For each example, print the `start_text` and the returned generated text. Briefly interpret your results. Specifically discuss the effect of the `temperature` parameter and the observed difference in results between type 2 and type 3 prompts.

In [15]:
import torch
import torch.nn.functional as F

def generate(model, tokenizer, start_text="<sos>", max_tokens=20, temperature=1):
    """
    Generates text autoregressively up to max_tokens based on a start_text prompt.
    """
    model.eval()  
    generated_tokens = tokenizer.encode(start_text)
    
    for _ in range(max_tokens):
        input_tensor = torch.tensor(generated_tokens).unsqueeze(0) 
        with torch.no_grad():
            logits = model(input_tensor)
        
        next_token_logits = logits[0, -1, :]  
        
        # Apply temperature and normalize to a probability distribution
        next_token_logits = next_token_logits / temperature
        probabilities = F.softmax(next_token_logits, dim=-1)
        
        # Sample from the probability distribution
        next_token = torch.multinomial(probabilities, 1).item()
        
        generated_tokens.append(next_token)
        
        # Stop if the generated token is <eos>
        if next_token == tokenizer.word_to_index["<eos>"]:
            break
    
    return tokenizer.decode(generated_tokens)
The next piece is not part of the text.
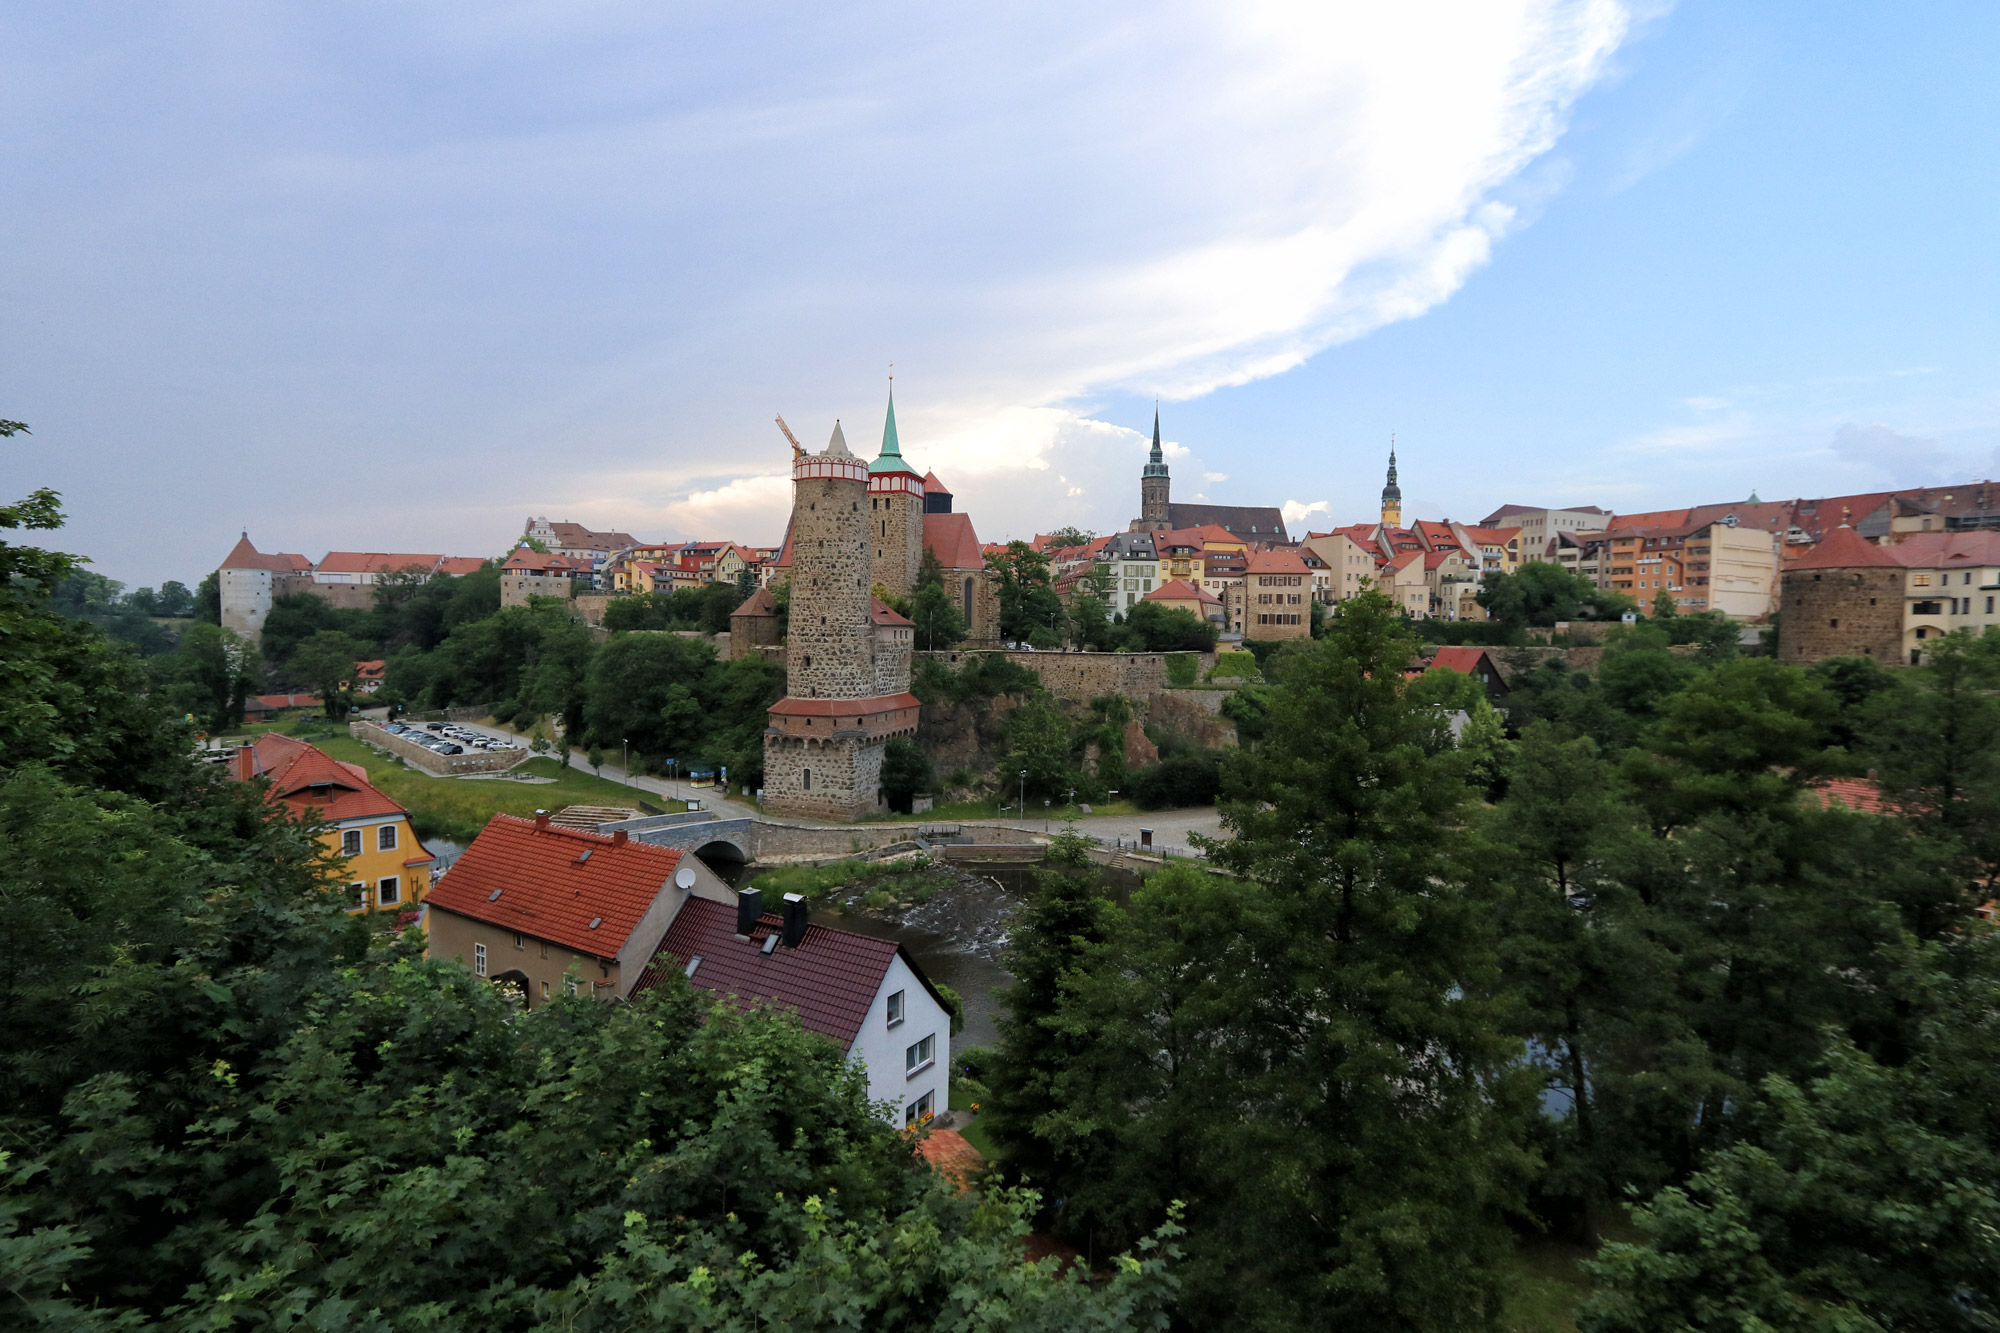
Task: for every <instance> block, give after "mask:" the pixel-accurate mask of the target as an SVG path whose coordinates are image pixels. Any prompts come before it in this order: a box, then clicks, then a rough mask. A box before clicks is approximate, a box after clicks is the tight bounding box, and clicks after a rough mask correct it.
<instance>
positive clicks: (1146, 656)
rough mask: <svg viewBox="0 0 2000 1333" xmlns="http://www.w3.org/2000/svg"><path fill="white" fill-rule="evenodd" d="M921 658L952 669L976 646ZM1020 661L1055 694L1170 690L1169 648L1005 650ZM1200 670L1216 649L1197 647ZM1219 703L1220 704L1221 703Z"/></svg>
mask: <svg viewBox="0 0 2000 1333" xmlns="http://www.w3.org/2000/svg"><path fill="white" fill-rule="evenodd" d="M916 656H918V658H926V656H928V658H932V660H934V662H938V664H940V667H946V669H950V671H964V667H966V662H968V660H972V656H974V652H956V650H954V652H918V654H916ZM1002 656H1004V658H1006V660H1010V662H1014V664H1016V667H1026V669H1028V671H1032V673H1034V675H1038V677H1040V679H1042V689H1046V691H1048V693H1050V695H1054V697H1056V699H1068V701H1072V703H1090V701H1092V699H1100V697H1104V695H1124V697H1126V699H1152V697H1154V695H1158V693H1162V691H1166V689H1168V687H1166V658H1168V656H1170V654H1166V652H1002ZM1194 658H1196V660H1198V675H1196V679H1200V677H1204V675H1208V673H1210V671H1212V669H1214V664H1216V654H1214V652H1196V654H1194ZM1218 707H1220V705H1218Z"/></svg>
tokenizer = Tokenizer(simple_sentences)
vocab_size = len(tokenizer.vocab)

embedding_dim = 128
num_heads = 4
num_layers = 4
model = CausalLanguageModel(vocab_size, embedding_dim, num_heads, num_layers)

prompts = [
    # Type 1
    ("<sos>", 0.5),
    ("<sos>", 1),
    ("<sos>", 2),
    
    # Type 2
    ("<sos> Many cats", 1),
    ("<sos> Some cats", 1),
    ("<sos> Cats have", 1),
    
    # Type 3
    ("<sos> Cats like toys", 1),
    ("<sos> Dogs like birds", 1),
    ("<sos> Animals enjoy", 1)
]

for start_text, temp in prompts:
    generated_text = generate(model, tokenizer, start_text=start_text, max_tokens=20, temperature=temp)
    print(f"Prompt: '{start_text}' | Temperature: {temp}")
    print(f"Generated Text: '{generated_text}'\n")
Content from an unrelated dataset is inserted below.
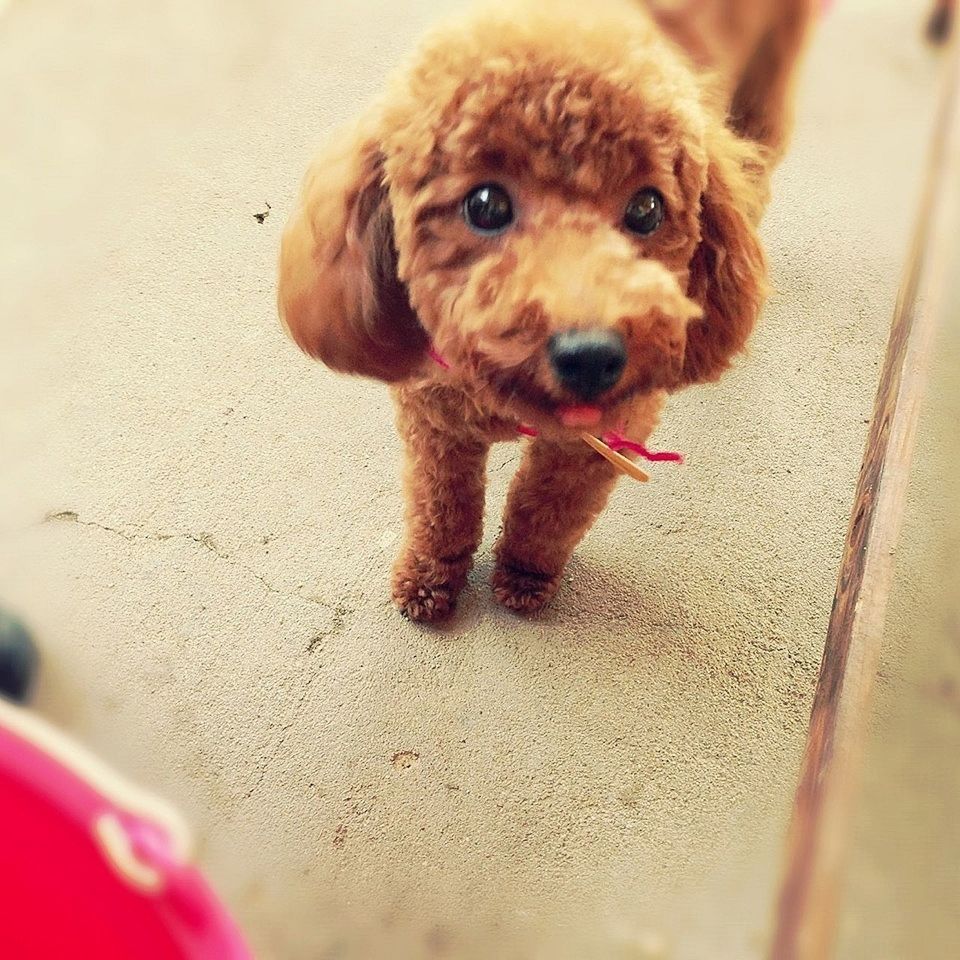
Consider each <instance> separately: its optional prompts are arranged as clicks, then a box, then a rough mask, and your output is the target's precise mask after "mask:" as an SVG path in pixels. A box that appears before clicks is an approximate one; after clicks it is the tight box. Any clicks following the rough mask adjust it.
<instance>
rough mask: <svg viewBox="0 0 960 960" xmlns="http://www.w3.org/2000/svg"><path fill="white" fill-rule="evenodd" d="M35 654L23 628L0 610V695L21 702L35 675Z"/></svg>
mask: <svg viewBox="0 0 960 960" xmlns="http://www.w3.org/2000/svg"><path fill="white" fill-rule="evenodd" d="M39 661H40V658H39V655H38V654H37V648H36V646H35V645H34V642H33V640H32V639H31V638H30V634H29V633H28V632H27V628H26V627H25V626H24V625H23V624H22V623H21V622H20V621H19V620H17V619H16V618H15V617H12V616H10V614H8V613H5V612H4V611H2V610H0V696H3V697H7V698H9V699H10V700H15V701H16V702H17V703H25V702H26V701H27V699H28V698H29V696H30V690H31V688H32V687H33V681H34V679H35V678H36V675H37V668H38V666H39Z"/></svg>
Prompt: '<sos>' | Temperature: 0.5
Generated Text: '<sos> many some <unk> you? loudly <sos> <sos> sleep world sleep world some are <unk> are bark sleep many are bark'

Prompt: '<sos>' | Temperature: 1
Generated Text: '<sos> <sos> sleep you? sleep world <sos> <unk> sleep <unk> you? hello are sleep loudly how sleep many you? hello are'

Prompt: '<sos>' | Temperature: 2
Generated Text: '<sos> how bark are many <unk> some you? you? world are hello are <unk> cats bark <eos>'

Prompt: '<sos> Many cats' | Temperature: 1
Generated Text: '<sos> many cats you? hello are sleep dogs sleep are hello cats many you? <unk> many sleep dogs are how you? how you?'

Prompt: '<sos> Some cats' | Temperature: 1
Generated Text: '<sos> some cats some some you? bark sleep bark how are you? <eos>'

Prompt: '<sos> Cats have' | Temperature: 1
Generated Text: '<sos> cats <unk> <sos> bark how <unk> sleep world <eos>'

Prompt: '<sos> Cats like toys' | Temperature: 1
Generated Text: '<sos> cats <unk> <unk> world <sos>

In the observation of these results, one thing to note is the change of the temperature variable. 
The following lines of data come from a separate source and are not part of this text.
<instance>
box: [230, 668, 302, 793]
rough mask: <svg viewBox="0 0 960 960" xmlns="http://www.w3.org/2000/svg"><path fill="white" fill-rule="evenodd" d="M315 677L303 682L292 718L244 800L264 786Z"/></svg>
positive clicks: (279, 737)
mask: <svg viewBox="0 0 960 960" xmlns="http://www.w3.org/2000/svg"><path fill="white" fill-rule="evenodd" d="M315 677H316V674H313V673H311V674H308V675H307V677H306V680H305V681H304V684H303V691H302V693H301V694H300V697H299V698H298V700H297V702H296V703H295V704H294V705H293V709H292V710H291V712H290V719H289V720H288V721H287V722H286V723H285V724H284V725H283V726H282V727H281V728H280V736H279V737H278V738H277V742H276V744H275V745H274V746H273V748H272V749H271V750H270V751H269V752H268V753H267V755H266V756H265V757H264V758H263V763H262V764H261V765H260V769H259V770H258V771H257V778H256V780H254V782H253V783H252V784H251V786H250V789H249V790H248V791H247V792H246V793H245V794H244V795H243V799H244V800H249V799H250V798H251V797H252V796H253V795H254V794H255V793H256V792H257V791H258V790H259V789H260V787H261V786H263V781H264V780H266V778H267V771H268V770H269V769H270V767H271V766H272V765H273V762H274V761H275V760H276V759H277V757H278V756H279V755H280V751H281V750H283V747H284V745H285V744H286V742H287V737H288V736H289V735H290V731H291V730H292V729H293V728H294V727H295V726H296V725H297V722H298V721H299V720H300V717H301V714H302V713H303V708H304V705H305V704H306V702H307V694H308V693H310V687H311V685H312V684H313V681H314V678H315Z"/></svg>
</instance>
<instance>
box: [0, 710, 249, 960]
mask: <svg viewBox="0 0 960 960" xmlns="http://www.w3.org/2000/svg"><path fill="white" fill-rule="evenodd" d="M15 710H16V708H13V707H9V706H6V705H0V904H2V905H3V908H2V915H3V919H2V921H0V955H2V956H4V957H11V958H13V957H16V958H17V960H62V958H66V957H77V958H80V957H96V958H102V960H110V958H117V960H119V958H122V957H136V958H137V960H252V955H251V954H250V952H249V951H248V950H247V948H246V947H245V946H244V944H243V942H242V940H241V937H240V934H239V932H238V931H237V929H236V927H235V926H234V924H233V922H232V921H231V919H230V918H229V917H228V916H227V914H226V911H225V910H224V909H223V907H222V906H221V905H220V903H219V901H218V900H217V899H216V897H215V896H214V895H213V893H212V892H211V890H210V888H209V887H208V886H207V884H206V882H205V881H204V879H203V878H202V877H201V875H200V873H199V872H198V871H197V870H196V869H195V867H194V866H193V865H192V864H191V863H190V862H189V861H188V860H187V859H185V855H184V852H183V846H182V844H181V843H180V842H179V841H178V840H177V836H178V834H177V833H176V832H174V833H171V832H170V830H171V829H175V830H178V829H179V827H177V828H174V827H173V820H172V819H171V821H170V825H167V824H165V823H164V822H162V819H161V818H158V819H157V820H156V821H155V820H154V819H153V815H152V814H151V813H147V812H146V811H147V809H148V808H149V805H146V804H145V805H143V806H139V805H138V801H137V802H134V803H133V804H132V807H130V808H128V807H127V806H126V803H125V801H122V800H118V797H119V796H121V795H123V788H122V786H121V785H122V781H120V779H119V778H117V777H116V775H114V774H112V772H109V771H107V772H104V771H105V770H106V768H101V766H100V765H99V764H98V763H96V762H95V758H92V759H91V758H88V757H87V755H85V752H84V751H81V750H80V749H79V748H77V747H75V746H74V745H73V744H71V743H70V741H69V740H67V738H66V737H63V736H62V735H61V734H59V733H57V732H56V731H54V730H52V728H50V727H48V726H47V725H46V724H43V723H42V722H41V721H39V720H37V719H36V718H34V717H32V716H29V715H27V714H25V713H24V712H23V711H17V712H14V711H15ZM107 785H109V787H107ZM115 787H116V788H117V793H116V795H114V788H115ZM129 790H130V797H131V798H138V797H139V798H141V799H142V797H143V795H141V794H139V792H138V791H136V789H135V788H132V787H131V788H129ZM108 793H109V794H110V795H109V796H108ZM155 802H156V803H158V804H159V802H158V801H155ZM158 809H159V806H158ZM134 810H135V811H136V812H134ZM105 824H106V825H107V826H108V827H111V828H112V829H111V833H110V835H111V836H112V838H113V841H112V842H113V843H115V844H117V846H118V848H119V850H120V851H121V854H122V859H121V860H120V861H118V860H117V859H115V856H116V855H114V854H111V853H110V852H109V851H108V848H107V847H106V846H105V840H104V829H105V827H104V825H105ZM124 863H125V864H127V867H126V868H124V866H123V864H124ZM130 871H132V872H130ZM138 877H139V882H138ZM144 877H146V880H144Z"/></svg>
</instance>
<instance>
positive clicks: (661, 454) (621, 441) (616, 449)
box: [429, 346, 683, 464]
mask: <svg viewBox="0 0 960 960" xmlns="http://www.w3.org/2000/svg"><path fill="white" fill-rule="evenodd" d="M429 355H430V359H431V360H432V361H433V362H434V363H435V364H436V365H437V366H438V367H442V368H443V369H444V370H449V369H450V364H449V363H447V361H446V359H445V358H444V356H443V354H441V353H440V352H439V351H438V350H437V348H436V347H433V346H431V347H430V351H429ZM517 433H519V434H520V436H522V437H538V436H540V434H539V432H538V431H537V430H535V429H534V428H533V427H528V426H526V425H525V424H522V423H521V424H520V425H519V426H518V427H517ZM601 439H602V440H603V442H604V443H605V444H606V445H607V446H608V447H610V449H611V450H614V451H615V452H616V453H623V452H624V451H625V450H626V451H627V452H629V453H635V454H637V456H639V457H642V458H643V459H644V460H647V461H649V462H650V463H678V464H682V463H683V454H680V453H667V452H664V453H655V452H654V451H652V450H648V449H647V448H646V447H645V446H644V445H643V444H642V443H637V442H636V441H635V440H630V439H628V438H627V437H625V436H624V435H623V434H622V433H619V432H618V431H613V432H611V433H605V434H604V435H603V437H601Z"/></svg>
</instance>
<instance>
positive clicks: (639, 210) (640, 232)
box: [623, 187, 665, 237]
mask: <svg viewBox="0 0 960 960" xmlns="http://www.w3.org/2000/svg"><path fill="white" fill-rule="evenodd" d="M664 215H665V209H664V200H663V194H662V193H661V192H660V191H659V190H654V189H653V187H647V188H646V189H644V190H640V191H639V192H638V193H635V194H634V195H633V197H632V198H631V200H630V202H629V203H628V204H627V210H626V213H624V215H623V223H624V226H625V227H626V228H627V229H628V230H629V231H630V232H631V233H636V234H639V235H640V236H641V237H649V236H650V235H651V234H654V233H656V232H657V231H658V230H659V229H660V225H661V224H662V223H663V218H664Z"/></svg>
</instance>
In our type 1 sample test cases, a temperature of 0.5 generates repetitive, predictable text with minimal variation, often including unknown tokens ("<unk>"). The default temperature of 1 balances randomness and coherence, producing more varied but still understandable output. However, 2 results in more increased randomness, leading to less coherent and more erratic text.

With Type 2 prompts of the training data, we can generate mostly relevant words, but often with nonsensical or incomplete sentences. Outputs are based on familiar patterns but still lack full coherence.
    
Finally, with type prompts, we struggle with novel combinations, generating incoherent text with frequent unknown tokens. The model relies on training data patterns but can't generalize well to unseen phrases. Lower temperatures produce more predictable output, while higher temperatures lead to more randomness. The model works best with familiar prompts but struggles with novel ones.

For this problem, we prompted GPT to apply temperature and normalize a probability distribution, while also sampling from that same distribution.